The Coral Reefer Band did a pretty good job backing the Bob Dylan of the beach. Everyone from the Randy Owens lookalike on guitar to the pedal steel player to the one man horn section got into the groove and played like they were at a little dive in the Keys. I have to say that the percussion player was a sorry, bush league, weak sauce display of the old "let's get some dude to stand back there and look like he's adding something" method of auxiliary drums. I'm tired of these acts, especially a so-called "island" Jimmy Buffett band, having inept percussionists whose drums can hardly be heard and whose contributions are slim to none. It looked like he was barely hitting the congas and completely out of time, but doing a good job of imitating a tourist from Topeka enjoying a Margarita on St. Pete beach. At least they knew better than to waste any time giving him a solo. The actual drummer was as good as he needed to be for this band. You know, no Dave Grohl, but I guess there's no need for that much power in this group. On the other side of the stage however, was the steel drum player and Mike Utley on keyboards. These two melded their instruments perfectly to create the trademark sound that we all know from the C.R.B.

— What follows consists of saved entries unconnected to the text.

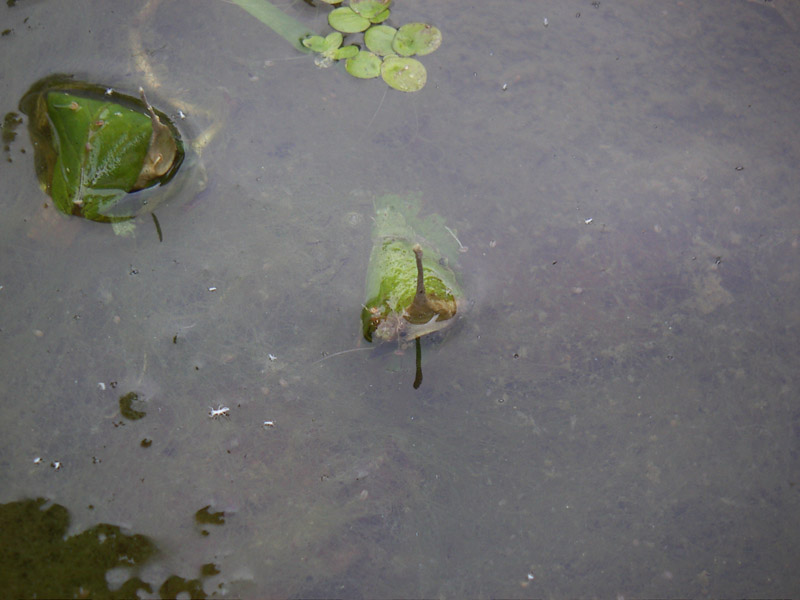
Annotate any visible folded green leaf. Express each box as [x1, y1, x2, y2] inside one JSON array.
[[362, 194, 463, 343], [19, 75, 185, 223]]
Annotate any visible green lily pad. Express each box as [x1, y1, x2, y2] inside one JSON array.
[[381, 56, 427, 92], [318, 0, 343, 3], [364, 24, 397, 56], [369, 7, 391, 24], [302, 35, 329, 53], [328, 6, 371, 33], [333, 44, 359, 60], [345, 50, 382, 79], [323, 31, 343, 49], [349, 0, 391, 20], [392, 22, 442, 57], [303, 31, 345, 61]]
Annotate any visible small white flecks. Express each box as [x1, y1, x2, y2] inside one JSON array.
[[177, 109, 186, 119], [52, 461, 62, 470], [527, 573, 535, 581], [98, 382, 106, 391], [263, 420, 275, 428], [489, 239, 497, 248], [208, 286, 217, 292], [208, 405, 230, 419], [584, 218, 593, 225], [105, 87, 113, 96], [268, 354, 277, 361], [502, 82, 508, 91], [543, 17, 549, 27], [33, 457, 43, 464]]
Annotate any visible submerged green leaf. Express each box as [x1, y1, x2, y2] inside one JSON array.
[[362, 194, 463, 343], [119, 391, 147, 420], [19, 76, 185, 223]]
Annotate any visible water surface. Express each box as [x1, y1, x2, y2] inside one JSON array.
[[1, 0, 799, 597]]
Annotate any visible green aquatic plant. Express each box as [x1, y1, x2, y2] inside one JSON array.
[[0, 498, 158, 598], [0, 498, 221, 598], [362, 194, 464, 387], [18, 75, 186, 224], [345, 49, 383, 79], [328, 6, 372, 33], [392, 22, 442, 56], [363, 24, 396, 55], [380, 55, 427, 92], [119, 391, 147, 421], [302, 31, 359, 67], [230, 0, 440, 92]]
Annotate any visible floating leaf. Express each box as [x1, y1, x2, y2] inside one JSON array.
[[369, 7, 391, 24], [323, 31, 344, 50], [381, 56, 427, 92], [302, 35, 328, 53], [361, 194, 463, 344], [392, 22, 442, 57], [303, 31, 343, 56], [328, 6, 371, 33], [364, 24, 397, 56], [345, 50, 382, 79], [333, 44, 359, 60], [349, 0, 391, 20], [19, 75, 185, 223]]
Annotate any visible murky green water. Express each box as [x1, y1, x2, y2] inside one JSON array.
[[2, 0, 799, 597]]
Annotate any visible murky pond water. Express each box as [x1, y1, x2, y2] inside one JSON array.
[[2, 0, 800, 597]]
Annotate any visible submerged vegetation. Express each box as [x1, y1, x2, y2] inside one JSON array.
[[362, 194, 464, 387], [18, 75, 186, 227]]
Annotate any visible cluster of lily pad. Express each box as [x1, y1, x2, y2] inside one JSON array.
[[301, 0, 441, 92]]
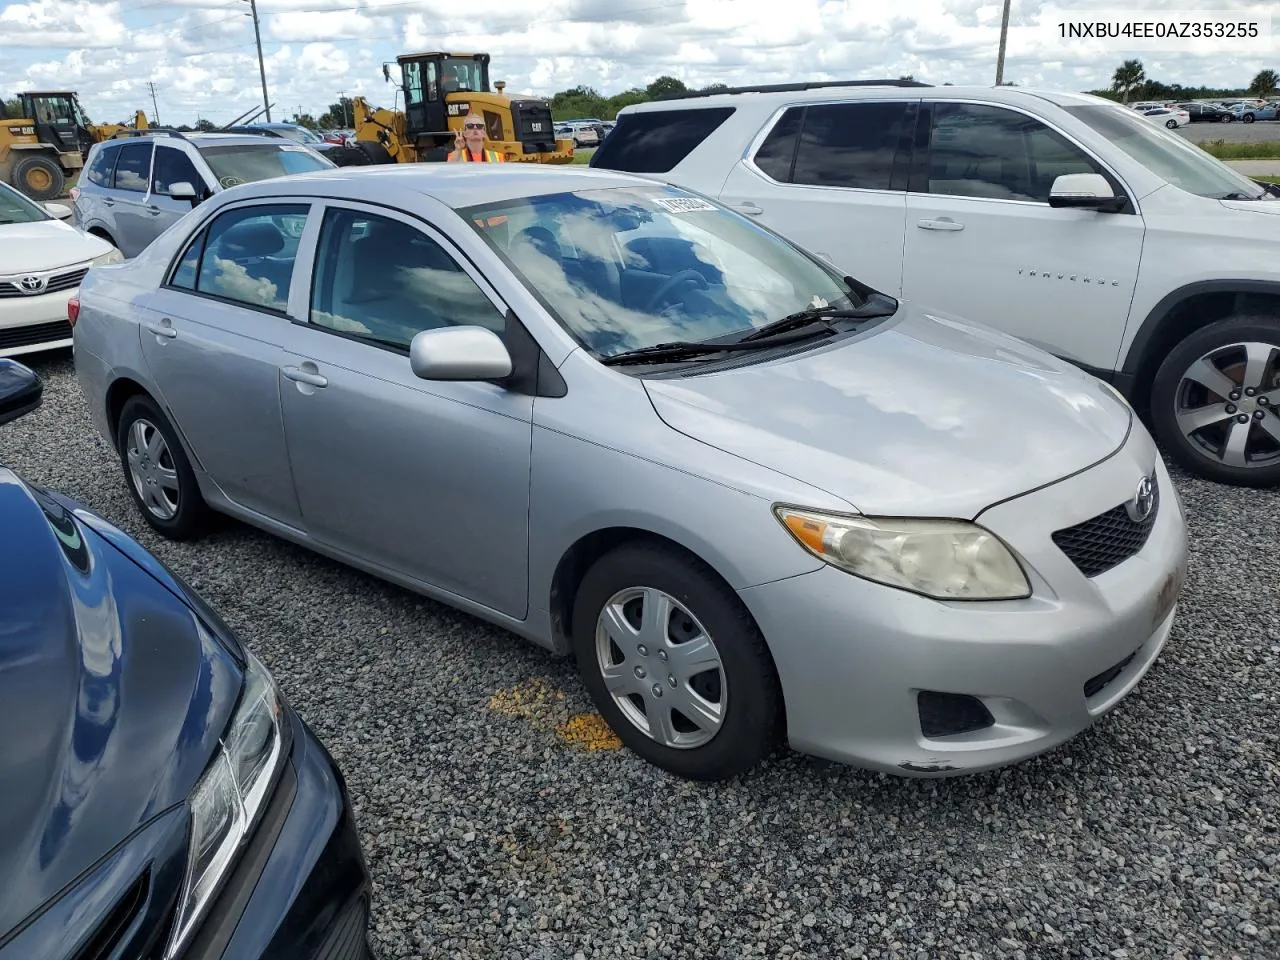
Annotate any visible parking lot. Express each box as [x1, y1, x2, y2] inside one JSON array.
[[1, 349, 1275, 959], [1178, 122, 1280, 146]]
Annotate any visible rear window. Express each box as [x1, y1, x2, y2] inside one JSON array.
[[196, 143, 333, 189], [590, 107, 735, 174]]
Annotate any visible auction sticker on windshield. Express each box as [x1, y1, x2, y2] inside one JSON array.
[[653, 196, 717, 214]]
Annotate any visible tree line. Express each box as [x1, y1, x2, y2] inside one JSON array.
[[1096, 61, 1278, 103]]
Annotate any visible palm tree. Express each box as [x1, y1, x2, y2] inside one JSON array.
[[1248, 69, 1278, 97], [1112, 60, 1145, 103]]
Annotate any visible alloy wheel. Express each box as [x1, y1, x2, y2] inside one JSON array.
[[594, 586, 727, 749], [126, 418, 181, 520], [1175, 341, 1280, 469]]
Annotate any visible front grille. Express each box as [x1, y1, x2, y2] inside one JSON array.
[[0, 319, 73, 350], [511, 100, 556, 142], [918, 691, 995, 738], [0, 266, 88, 298], [1084, 651, 1137, 699], [1052, 477, 1159, 578]]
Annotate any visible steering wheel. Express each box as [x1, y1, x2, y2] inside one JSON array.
[[645, 269, 709, 313]]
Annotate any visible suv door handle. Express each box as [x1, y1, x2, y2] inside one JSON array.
[[917, 217, 964, 231], [102, 198, 115, 207], [729, 201, 764, 215], [146, 204, 161, 215], [282, 365, 328, 388], [144, 319, 176, 339]]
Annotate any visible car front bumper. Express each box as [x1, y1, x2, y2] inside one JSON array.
[[740, 427, 1189, 777], [0, 287, 77, 358], [184, 708, 372, 959]]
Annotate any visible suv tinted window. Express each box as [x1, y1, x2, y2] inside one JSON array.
[[590, 107, 735, 174], [152, 145, 205, 196], [191, 204, 309, 311], [926, 103, 1104, 202], [84, 145, 116, 187], [753, 107, 803, 182], [310, 208, 506, 348], [112, 141, 153, 192], [790, 102, 911, 190]]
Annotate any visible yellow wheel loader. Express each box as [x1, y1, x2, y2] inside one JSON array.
[[352, 52, 574, 165]]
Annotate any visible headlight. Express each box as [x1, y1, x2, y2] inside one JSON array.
[[165, 646, 291, 958], [775, 507, 1031, 600], [92, 248, 124, 265]]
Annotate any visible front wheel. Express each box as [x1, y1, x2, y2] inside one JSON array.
[[571, 543, 782, 781], [1243, 114, 1256, 123], [1149, 317, 1280, 486], [12, 155, 65, 201]]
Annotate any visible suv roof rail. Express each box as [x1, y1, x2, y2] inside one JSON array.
[[220, 126, 286, 138], [108, 127, 191, 142], [653, 78, 933, 101]]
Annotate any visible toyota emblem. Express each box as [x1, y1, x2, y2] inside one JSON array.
[[18, 275, 47, 294], [1126, 475, 1155, 523]]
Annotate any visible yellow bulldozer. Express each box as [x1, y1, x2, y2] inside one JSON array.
[[1, 90, 149, 200], [351, 52, 574, 165]]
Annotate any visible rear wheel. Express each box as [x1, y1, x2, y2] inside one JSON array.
[[326, 145, 372, 167], [13, 155, 65, 201], [116, 395, 212, 539], [1165, 118, 1178, 128], [570, 543, 782, 781], [353, 140, 395, 164], [1150, 317, 1280, 486]]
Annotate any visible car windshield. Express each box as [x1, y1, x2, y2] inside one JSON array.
[[196, 143, 333, 189], [1064, 104, 1269, 200], [0, 182, 49, 224], [461, 185, 861, 359]]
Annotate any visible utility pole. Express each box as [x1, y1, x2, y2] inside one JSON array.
[[995, 0, 1012, 85], [339, 90, 349, 127], [243, 0, 271, 121], [147, 80, 160, 123]]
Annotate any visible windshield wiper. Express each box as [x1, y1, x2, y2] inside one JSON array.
[[735, 292, 899, 343], [600, 339, 764, 366], [1220, 192, 1259, 201]]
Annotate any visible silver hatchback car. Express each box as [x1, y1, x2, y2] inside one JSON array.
[[72, 164, 1188, 781]]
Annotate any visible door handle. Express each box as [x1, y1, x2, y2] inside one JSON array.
[[730, 201, 764, 216], [146, 205, 161, 215], [282, 365, 328, 388], [144, 319, 176, 339], [917, 217, 964, 231], [102, 198, 115, 207]]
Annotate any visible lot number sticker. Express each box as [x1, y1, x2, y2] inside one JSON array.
[[653, 196, 717, 214]]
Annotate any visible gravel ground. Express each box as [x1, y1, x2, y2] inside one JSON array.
[[3, 351, 1278, 960]]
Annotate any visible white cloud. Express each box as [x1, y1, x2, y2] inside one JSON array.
[[2, 0, 1276, 125]]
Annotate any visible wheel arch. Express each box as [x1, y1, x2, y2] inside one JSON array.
[[1121, 280, 1280, 406], [105, 376, 153, 452]]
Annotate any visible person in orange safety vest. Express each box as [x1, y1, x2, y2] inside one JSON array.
[[448, 112, 507, 163]]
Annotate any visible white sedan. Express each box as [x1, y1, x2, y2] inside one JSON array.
[[1139, 106, 1191, 129], [0, 181, 122, 358]]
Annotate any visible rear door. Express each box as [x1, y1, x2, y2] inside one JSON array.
[[105, 140, 155, 257], [715, 100, 917, 296]]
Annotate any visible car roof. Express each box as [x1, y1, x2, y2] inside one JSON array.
[[222, 163, 665, 210], [618, 84, 1119, 113]]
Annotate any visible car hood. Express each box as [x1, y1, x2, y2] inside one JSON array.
[[642, 305, 1132, 518], [0, 220, 112, 274], [0, 471, 241, 938]]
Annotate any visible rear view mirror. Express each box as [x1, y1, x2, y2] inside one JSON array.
[[409, 326, 513, 382], [1048, 173, 1123, 211], [169, 181, 200, 206], [0, 359, 43, 427], [43, 201, 72, 220]]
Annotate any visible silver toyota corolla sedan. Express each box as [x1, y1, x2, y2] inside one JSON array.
[[71, 164, 1189, 781]]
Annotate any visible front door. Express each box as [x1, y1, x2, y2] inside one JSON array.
[[277, 202, 533, 618], [105, 140, 156, 257], [900, 101, 1146, 373], [146, 144, 211, 238], [716, 99, 917, 297], [137, 200, 311, 527]]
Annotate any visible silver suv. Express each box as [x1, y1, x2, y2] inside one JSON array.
[[71, 130, 335, 258]]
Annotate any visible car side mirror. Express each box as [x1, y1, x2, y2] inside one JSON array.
[[0, 358, 43, 427], [43, 201, 72, 220], [409, 326, 513, 382], [1048, 173, 1123, 211], [169, 181, 201, 206]]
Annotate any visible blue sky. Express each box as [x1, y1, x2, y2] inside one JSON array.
[[2, 0, 1276, 126]]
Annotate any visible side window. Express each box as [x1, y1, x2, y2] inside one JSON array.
[[590, 107, 735, 174], [152, 146, 205, 197], [752, 107, 803, 182], [310, 208, 506, 348], [170, 232, 204, 290], [194, 204, 309, 312], [111, 141, 153, 193], [790, 102, 911, 190], [84, 146, 116, 187], [926, 103, 1105, 203]]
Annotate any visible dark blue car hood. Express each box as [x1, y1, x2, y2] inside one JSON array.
[[0, 469, 242, 941]]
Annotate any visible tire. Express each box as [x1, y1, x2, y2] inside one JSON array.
[[116, 394, 212, 539], [326, 145, 372, 167], [1149, 316, 1280, 487], [12, 154, 65, 201], [353, 140, 395, 164], [1165, 118, 1178, 129], [570, 542, 782, 781], [1244, 114, 1255, 123]]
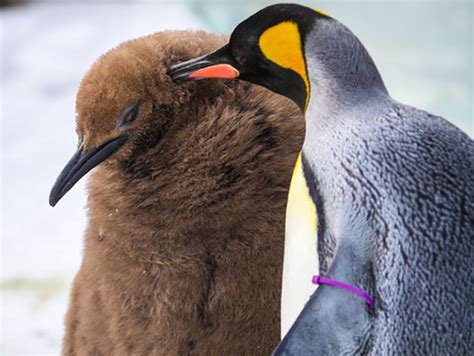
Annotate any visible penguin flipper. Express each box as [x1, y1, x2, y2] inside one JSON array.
[[273, 241, 372, 355]]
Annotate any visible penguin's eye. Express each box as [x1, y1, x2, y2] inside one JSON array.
[[117, 103, 140, 128]]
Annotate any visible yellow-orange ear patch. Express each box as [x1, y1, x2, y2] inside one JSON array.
[[258, 21, 310, 110]]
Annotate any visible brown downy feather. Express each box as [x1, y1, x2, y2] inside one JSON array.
[[63, 30, 304, 355]]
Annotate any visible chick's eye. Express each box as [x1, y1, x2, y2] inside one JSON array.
[[117, 103, 140, 128]]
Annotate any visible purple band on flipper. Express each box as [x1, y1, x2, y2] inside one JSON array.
[[312, 275, 375, 309]]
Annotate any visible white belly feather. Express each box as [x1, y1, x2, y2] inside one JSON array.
[[281, 152, 319, 338]]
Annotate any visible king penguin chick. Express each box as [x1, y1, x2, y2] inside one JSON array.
[[49, 30, 304, 355], [169, 4, 474, 355]]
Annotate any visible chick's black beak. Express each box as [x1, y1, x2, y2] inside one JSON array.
[[167, 45, 240, 83], [49, 135, 128, 207]]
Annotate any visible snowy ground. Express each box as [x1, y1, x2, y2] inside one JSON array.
[[1, 1, 472, 354]]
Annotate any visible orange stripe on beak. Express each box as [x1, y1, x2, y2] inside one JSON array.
[[189, 64, 240, 79]]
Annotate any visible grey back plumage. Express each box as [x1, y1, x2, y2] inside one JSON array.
[[366, 103, 473, 354]]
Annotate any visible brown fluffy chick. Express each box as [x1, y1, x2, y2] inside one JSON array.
[[49, 30, 303, 355]]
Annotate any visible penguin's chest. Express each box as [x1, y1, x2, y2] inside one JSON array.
[[281, 152, 319, 337]]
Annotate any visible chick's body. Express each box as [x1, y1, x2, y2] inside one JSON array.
[[62, 31, 303, 355]]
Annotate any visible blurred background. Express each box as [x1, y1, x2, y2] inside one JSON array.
[[1, 0, 472, 354]]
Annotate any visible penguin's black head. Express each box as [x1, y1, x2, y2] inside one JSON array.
[[168, 4, 329, 111]]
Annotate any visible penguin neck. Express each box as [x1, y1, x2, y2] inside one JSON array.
[[303, 19, 389, 119]]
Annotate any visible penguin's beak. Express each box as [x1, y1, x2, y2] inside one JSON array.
[[49, 135, 128, 207], [167, 45, 240, 83]]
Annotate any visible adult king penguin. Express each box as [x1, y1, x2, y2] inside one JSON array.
[[49, 30, 304, 354], [168, 4, 474, 355]]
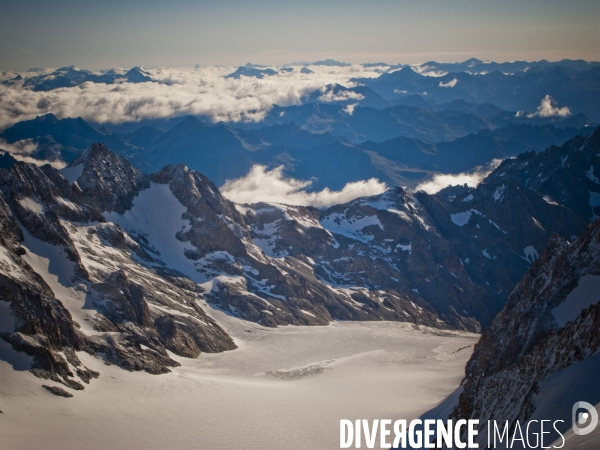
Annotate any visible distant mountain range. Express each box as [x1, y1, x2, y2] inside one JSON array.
[[354, 64, 600, 122], [4, 59, 598, 124], [0, 112, 593, 190], [7, 65, 152, 91]]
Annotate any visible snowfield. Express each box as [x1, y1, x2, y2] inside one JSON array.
[[0, 310, 478, 450]]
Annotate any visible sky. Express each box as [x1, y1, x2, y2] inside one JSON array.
[[1, 0, 599, 71]]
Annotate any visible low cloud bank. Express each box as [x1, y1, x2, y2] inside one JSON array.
[[221, 165, 387, 207], [0, 65, 385, 131], [0, 138, 66, 169], [415, 159, 502, 194], [527, 95, 571, 118]]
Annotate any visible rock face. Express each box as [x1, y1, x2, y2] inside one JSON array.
[[449, 218, 600, 446]]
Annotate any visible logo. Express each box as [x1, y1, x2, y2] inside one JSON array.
[[572, 401, 598, 436]]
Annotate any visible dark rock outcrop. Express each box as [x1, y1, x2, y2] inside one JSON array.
[[449, 219, 600, 444]]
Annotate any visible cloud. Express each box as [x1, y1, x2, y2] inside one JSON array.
[[0, 138, 66, 168], [220, 165, 387, 207], [526, 95, 571, 118], [0, 64, 386, 131], [317, 88, 364, 103], [414, 159, 502, 194], [0, 138, 38, 156], [410, 64, 448, 77], [342, 103, 358, 115], [9, 153, 66, 169], [438, 79, 457, 88]]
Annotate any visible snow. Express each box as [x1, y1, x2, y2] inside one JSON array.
[[396, 243, 412, 253], [461, 194, 473, 202], [492, 184, 505, 202], [589, 191, 600, 218], [19, 226, 102, 336], [450, 209, 482, 226], [543, 195, 559, 206], [482, 248, 495, 259], [0, 316, 479, 450], [320, 211, 383, 243], [18, 197, 43, 213], [551, 275, 600, 328], [104, 182, 203, 282], [299, 309, 316, 317], [56, 196, 83, 213], [523, 245, 539, 264], [61, 164, 84, 183], [0, 301, 15, 333], [499, 351, 600, 449], [388, 208, 413, 222], [585, 165, 600, 184]]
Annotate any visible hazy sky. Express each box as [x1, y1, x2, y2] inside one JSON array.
[[1, 0, 598, 71]]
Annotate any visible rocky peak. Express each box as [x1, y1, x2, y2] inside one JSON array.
[[450, 219, 600, 444], [150, 163, 242, 221], [67, 142, 149, 214], [150, 164, 248, 259]]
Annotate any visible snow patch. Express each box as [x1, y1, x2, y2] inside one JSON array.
[[585, 166, 599, 184], [524, 245, 538, 264], [552, 275, 600, 327], [18, 197, 43, 213], [492, 185, 505, 202], [450, 209, 482, 227], [61, 164, 84, 183], [104, 182, 203, 282]]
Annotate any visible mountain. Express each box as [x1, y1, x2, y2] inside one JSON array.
[[448, 218, 600, 447], [0, 152, 18, 169], [0, 113, 134, 160], [357, 124, 590, 184], [21, 66, 152, 91], [355, 65, 600, 122], [310, 59, 350, 67], [413, 58, 600, 76], [303, 83, 391, 109], [0, 114, 591, 191], [1, 129, 597, 397], [485, 127, 600, 221], [253, 102, 493, 143], [226, 65, 277, 79]]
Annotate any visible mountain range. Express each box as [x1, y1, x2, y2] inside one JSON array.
[[1, 126, 598, 397], [0, 111, 592, 190]]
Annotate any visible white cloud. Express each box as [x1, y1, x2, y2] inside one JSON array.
[[220, 165, 387, 207], [414, 159, 502, 194], [0, 138, 66, 168], [410, 64, 448, 77], [342, 103, 358, 115], [0, 138, 38, 156], [526, 95, 571, 118], [317, 88, 364, 103], [0, 65, 386, 131], [438, 79, 457, 88], [9, 153, 66, 169]]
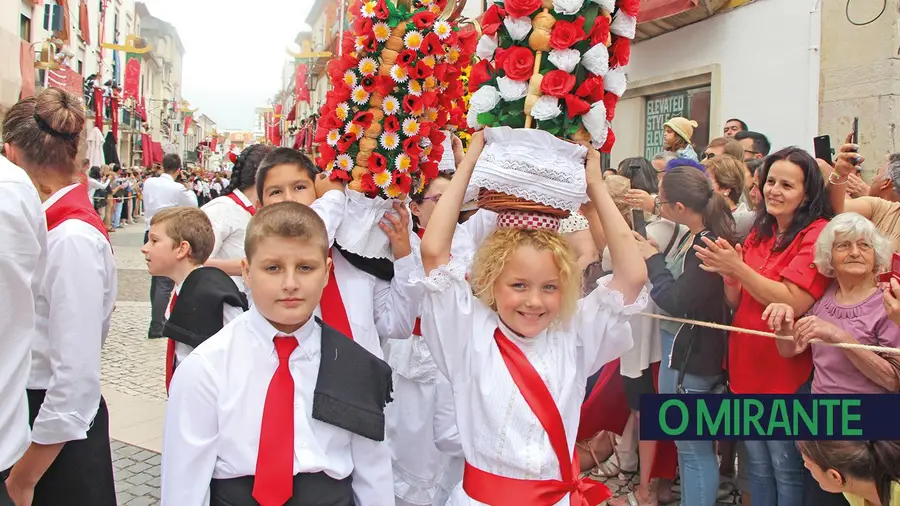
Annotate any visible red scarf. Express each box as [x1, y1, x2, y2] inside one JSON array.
[[45, 184, 110, 242], [462, 328, 611, 506], [227, 191, 256, 215]]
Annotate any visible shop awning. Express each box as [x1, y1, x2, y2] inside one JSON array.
[[639, 0, 699, 23], [636, 0, 732, 41]]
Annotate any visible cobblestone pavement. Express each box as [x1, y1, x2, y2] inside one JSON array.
[[101, 221, 742, 506]]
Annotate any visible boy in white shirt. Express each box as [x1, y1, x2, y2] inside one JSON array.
[[141, 206, 247, 392], [161, 201, 394, 506]]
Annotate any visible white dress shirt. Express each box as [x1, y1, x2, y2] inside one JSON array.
[[87, 177, 109, 200], [28, 184, 117, 445], [201, 190, 255, 290], [411, 239, 645, 506], [0, 157, 47, 470], [165, 273, 245, 366], [311, 190, 420, 359], [143, 173, 198, 229], [161, 307, 394, 506]]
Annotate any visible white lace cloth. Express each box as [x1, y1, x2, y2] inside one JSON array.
[[334, 188, 411, 259], [410, 256, 646, 505], [439, 130, 456, 173], [471, 127, 589, 213]]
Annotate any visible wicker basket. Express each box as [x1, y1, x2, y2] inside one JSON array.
[[477, 188, 570, 218]]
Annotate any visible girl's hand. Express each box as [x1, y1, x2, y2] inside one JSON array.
[[794, 315, 846, 346], [631, 230, 659, 260], [883, 278, 900, 326], [694, 237, 744, 278], [315, 172, 346, 198], [451, 134, 465, 167], [465, 131, 486, 162], [762, 303, 795, 335], [624, 189, 655, 214], [379, 201, 412, 259]]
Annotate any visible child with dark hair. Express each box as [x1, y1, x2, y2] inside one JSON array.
[[798, 440, 900, 506], [202, 144, 271, 291]]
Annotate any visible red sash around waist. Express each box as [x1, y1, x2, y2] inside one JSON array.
[[462, 328, 611, 506]]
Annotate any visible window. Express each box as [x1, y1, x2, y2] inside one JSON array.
[[643, 85, 712, 159], [20, 14, 31, 41]]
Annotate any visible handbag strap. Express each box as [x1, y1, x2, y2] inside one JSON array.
[[662, 224, 683, 257]]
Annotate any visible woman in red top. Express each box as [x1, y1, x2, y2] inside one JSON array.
[[694, 147, 833, 506]]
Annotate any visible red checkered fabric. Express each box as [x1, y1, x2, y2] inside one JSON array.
[[496, 211, 561, 231]]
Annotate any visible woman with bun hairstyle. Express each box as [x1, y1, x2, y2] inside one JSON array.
[[798, 440, 900, 506], [202, 144, 270, 291], [2, 89, 117, 505]]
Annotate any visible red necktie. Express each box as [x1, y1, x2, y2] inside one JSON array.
[[320, 251, 353, 340], [164, 292, 178, 393], [253, 335, 299, 506]]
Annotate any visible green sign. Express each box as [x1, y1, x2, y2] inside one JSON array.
[[644, 91, 688, 159]]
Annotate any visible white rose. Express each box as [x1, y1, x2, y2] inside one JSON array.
[[552, 0, 584, 15], [530, 96, 562, 121], [588, 0, 615, 12], [470, 85, 501, 114], [610, 11, 637, 40], [497, 76, 528, 101], [582, 100, 609, 146], [604, 66, 628, 97], [503, 16, 533, 41], [476, 34, 498, 61], [467, 108, 483, 130], [548, 48, 581, 73], [581, 43, 609, 76]]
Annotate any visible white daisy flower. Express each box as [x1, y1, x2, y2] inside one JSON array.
[[382, 95, 400, 115], [351, 85, 370, 105], [446, 46, 460, 64], [395, 153, 413, 173], [335, 154, 354, 171], [358, 57, 377, 76], [345, 122, 364, 139], [434, 21, 452, 40], [335, 102, 350, 121], [402, 117, 420, 137], [373, 22, 390, 42], [360, 0, 377, 17], [380, 131, 400, 150], [374, 171, 393, 188], [390, 64, 409, 83], [326, 129, 341, 146], [343, 71, 358, 88], [404, 30, 424, 50], [408, 80, 423, 96]]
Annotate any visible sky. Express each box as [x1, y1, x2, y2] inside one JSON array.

The show came to an end with our favorite number, "Margaritaville", being sung by 20 thousand sloshed Parrots. Being that an ark-worthy storm was raging and I didn't want to be surrounded in traffic by an arena full of sponges, I left before the encore. I'm sure it was great. They usually have a formula that they follow and it's a integral part of the show but having already heard "M-ville", my Buffett glass was full and I was ready to get out of there.
It was a fun experience to see this show. I have always heard about the riot that ensues when Buffett comes to town, especially in the old Starwood Amphitheater days. The Parrot Heads were such hardcore fans, it had me asking "where are all these people for the other 364 days of the year?" I just don't know anyone who puts in Havana Daydreamin' on a road-trip or blasts A White Sport Coat and a Pink Crustacean on the Hi-Fi at a party, or even rocks a Buffett t-shirt for that matter. I guess you're more of a fan of a way of life than actual music because if you think about it, the music is kind of silly but the attitude makes life a little easier to take. More power to Jimmy, a true American original who has carved out his niche and invented an entire culture. I guess it's going to take more than a hundred-year storm to keep these heads away, there were very few empty seats and you would have never known that a natural disaster was occurring just outside. But like he said, "At least it's not an erupting volcano".